Un fattore determinante è
rappresentato dall’interesse per l’argomento. Un forte interesse sarà in
grado di accelerare la fase di risveglio per raggiungere
rapidamente il picco di massima attenzione.
In questo senso svolgono un ruolo
importante il titolo dell’audiovisivo che deve essere scelto per
suscitare curiosità, un eventuale brevissimo testo esplicativo (spesso
non necessario) e una prima sequenza di immagini “forti” e attinenti,
sostenute da un testo musicale intenso e adeguato.

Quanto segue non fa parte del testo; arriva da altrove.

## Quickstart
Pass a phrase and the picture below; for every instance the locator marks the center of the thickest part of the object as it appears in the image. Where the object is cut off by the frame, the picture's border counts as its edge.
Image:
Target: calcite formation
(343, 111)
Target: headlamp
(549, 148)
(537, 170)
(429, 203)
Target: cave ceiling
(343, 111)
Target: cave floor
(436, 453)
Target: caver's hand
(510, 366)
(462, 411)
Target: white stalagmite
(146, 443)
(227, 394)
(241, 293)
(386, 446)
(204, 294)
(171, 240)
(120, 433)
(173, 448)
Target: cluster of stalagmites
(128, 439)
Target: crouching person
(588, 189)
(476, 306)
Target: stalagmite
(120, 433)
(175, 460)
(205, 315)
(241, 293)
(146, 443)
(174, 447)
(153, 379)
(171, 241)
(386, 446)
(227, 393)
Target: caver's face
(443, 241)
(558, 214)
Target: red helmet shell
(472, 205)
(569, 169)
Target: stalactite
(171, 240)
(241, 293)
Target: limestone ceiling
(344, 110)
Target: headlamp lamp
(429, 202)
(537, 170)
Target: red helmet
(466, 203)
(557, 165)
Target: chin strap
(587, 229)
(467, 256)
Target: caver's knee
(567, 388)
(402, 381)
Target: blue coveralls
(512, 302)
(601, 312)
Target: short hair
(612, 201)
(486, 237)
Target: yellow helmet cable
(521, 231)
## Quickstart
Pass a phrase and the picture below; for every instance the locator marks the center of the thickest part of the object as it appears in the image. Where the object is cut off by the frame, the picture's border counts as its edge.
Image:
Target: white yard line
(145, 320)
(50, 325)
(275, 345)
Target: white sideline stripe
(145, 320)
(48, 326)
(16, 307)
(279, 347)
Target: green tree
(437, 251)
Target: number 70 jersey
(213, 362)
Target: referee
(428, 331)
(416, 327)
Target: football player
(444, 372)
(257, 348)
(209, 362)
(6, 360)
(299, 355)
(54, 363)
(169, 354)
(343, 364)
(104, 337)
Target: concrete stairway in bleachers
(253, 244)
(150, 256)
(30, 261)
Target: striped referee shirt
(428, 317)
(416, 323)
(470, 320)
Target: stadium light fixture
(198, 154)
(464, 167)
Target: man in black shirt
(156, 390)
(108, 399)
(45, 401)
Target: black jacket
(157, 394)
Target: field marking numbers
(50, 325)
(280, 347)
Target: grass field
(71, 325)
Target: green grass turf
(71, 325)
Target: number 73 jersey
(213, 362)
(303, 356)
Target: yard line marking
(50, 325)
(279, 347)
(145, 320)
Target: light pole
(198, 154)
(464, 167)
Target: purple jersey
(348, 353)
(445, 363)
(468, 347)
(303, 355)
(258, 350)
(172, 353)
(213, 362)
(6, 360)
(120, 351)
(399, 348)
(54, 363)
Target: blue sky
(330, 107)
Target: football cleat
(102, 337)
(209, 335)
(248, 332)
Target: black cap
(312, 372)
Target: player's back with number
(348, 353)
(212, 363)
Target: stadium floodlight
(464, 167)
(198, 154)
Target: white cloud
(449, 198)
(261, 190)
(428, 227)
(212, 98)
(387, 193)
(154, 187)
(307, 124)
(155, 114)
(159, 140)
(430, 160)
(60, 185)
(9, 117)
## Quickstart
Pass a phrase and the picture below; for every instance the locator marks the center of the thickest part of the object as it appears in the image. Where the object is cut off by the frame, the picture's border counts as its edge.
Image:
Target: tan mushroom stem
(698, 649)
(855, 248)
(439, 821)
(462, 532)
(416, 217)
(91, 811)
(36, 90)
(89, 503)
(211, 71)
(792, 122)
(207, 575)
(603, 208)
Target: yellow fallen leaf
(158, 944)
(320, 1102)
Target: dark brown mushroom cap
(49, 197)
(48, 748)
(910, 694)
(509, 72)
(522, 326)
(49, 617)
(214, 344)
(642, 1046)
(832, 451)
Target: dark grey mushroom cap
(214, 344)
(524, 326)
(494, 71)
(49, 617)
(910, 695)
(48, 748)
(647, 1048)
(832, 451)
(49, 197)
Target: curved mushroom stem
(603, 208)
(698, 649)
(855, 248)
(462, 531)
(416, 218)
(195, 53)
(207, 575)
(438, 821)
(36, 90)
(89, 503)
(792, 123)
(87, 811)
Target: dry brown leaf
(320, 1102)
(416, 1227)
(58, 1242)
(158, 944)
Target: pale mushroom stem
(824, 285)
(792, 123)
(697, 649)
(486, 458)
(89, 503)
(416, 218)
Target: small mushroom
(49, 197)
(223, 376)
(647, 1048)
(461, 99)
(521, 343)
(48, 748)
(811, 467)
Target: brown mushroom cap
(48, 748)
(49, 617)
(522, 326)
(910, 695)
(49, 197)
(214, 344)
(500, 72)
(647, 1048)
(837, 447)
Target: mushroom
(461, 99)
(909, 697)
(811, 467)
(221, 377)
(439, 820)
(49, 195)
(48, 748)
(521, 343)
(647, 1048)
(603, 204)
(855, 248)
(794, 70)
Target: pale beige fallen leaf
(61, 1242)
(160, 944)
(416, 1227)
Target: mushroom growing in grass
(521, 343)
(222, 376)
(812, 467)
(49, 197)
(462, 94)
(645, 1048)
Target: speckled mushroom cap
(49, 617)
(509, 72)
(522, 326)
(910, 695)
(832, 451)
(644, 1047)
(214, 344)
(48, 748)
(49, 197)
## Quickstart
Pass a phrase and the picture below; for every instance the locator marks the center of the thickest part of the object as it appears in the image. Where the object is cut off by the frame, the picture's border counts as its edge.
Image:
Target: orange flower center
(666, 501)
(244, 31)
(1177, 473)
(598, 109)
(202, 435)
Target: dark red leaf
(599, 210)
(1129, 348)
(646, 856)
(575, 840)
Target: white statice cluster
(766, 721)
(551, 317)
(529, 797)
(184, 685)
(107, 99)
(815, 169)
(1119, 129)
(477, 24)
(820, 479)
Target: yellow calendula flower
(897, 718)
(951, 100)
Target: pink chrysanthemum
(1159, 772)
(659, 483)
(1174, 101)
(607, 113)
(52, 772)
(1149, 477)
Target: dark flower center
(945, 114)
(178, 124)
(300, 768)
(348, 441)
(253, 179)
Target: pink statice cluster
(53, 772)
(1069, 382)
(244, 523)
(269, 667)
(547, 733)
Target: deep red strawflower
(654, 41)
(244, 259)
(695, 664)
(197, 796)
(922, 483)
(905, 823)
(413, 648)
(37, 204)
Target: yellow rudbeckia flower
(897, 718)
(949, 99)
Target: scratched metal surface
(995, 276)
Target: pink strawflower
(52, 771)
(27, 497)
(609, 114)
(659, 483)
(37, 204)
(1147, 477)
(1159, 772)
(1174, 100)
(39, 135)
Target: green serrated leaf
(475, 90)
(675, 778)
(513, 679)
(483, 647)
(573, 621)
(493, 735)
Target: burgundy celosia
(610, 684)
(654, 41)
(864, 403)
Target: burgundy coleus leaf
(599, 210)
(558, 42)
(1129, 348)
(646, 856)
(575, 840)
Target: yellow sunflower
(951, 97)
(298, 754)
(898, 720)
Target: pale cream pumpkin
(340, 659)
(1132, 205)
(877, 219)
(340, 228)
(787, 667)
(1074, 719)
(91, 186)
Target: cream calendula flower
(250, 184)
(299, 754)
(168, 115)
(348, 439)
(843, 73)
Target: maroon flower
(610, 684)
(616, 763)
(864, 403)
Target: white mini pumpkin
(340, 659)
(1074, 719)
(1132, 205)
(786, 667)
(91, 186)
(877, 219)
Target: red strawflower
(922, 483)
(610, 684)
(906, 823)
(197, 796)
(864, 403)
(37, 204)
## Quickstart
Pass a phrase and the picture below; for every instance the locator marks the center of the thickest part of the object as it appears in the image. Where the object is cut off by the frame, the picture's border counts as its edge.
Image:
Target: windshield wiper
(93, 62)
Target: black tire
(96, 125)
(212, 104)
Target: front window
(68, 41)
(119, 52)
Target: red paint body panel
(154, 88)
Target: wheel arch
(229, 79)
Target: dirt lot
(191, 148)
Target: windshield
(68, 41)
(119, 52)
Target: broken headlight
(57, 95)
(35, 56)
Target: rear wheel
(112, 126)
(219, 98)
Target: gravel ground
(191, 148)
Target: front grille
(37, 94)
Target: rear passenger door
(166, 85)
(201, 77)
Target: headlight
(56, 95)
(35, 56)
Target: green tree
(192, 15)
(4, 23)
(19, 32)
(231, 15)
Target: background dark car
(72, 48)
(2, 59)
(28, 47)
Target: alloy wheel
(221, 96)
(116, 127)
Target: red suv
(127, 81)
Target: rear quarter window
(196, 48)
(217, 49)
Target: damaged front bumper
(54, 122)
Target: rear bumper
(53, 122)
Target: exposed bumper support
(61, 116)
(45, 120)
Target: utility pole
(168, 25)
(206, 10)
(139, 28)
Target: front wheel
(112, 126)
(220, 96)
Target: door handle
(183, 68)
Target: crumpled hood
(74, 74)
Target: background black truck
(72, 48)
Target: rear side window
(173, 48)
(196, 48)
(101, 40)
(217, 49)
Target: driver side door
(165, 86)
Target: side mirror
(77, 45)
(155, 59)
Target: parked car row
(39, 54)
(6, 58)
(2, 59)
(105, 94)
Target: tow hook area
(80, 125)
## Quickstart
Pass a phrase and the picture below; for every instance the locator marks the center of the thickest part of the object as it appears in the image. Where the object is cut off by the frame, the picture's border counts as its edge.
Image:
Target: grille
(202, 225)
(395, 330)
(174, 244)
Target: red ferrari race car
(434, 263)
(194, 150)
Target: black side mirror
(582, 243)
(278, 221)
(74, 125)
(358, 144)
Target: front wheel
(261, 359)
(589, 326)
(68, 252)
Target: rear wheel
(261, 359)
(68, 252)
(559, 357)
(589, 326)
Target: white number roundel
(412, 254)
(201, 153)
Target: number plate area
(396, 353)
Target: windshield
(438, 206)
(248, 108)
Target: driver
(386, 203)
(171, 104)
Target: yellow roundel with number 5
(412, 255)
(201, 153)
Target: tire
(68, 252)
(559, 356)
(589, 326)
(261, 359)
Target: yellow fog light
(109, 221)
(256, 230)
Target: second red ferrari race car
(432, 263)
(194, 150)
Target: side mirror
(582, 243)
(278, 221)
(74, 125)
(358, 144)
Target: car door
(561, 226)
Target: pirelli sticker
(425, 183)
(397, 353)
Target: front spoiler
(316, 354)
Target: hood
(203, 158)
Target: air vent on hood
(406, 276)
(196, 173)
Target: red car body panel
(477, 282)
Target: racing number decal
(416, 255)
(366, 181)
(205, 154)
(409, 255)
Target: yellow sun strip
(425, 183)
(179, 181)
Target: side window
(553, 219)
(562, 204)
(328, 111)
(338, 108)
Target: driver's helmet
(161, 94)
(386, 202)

Il cervello elabora in maniera
sequenziale e proprio per questo motivo ha un’estrema importanza la
sequenza delle immagini e/o la successione degli argomenti
trattati che deve essere studiata inserendo elementi fotografici e
musicali in grado di suscitare sorpresa ed emozionalità, uno stimolante
naturale che riattiva l’interesse. Saranno queste variazioni di
intensità fotografica e musicale le maniglie capaci di suscitare
picchi di attenzione. Al contrario la banalità o peggio la ripetitività
delle immagini, associate ad un sonoro piatto e inadeguato conducono
alla noia e hanno un effetto soporifero.
La curva mette in evidenza
l’importanza del finale per il quale occorre studiare un
accostamento di immagini e di suoni in grado di creare un picco di forte
impatto emotivo che potrà lasciare nello spettatore il ricordo
dell’opera. Ammesso che lo spettatore sia ancora sveglio!
NB.: la foto di apertura, nella quale
è possibile riconoscere alcuni titolati autori, è stata ottenuta con
immagini scattate durate il 1° Workshop sull’Audiovisivo Fotografico
organizzato al GAD di Reggio Emilia nel ormai lontano 2006. Chi vuole
rivedersi o rivedere dei vecchi amici, divertendosi un po’, potrà
utilizzare questo link:
https://youtu.be/-fi1G1iyLpk
per vedere l'Audiovisivo
“Diario impertinente di una giornata fotografica”.
(1) Neil Postman: Amusing Ourselves to Death
(2) G. LEVI, M. ROMANI, M. ROELLO: Gior. Neuropsich. Età Evol.
2007;27:110-121
(3) John Medina, biologo molecolare dell’Università di Washington e
autore di “Il cervello: istruzioni per l’uso”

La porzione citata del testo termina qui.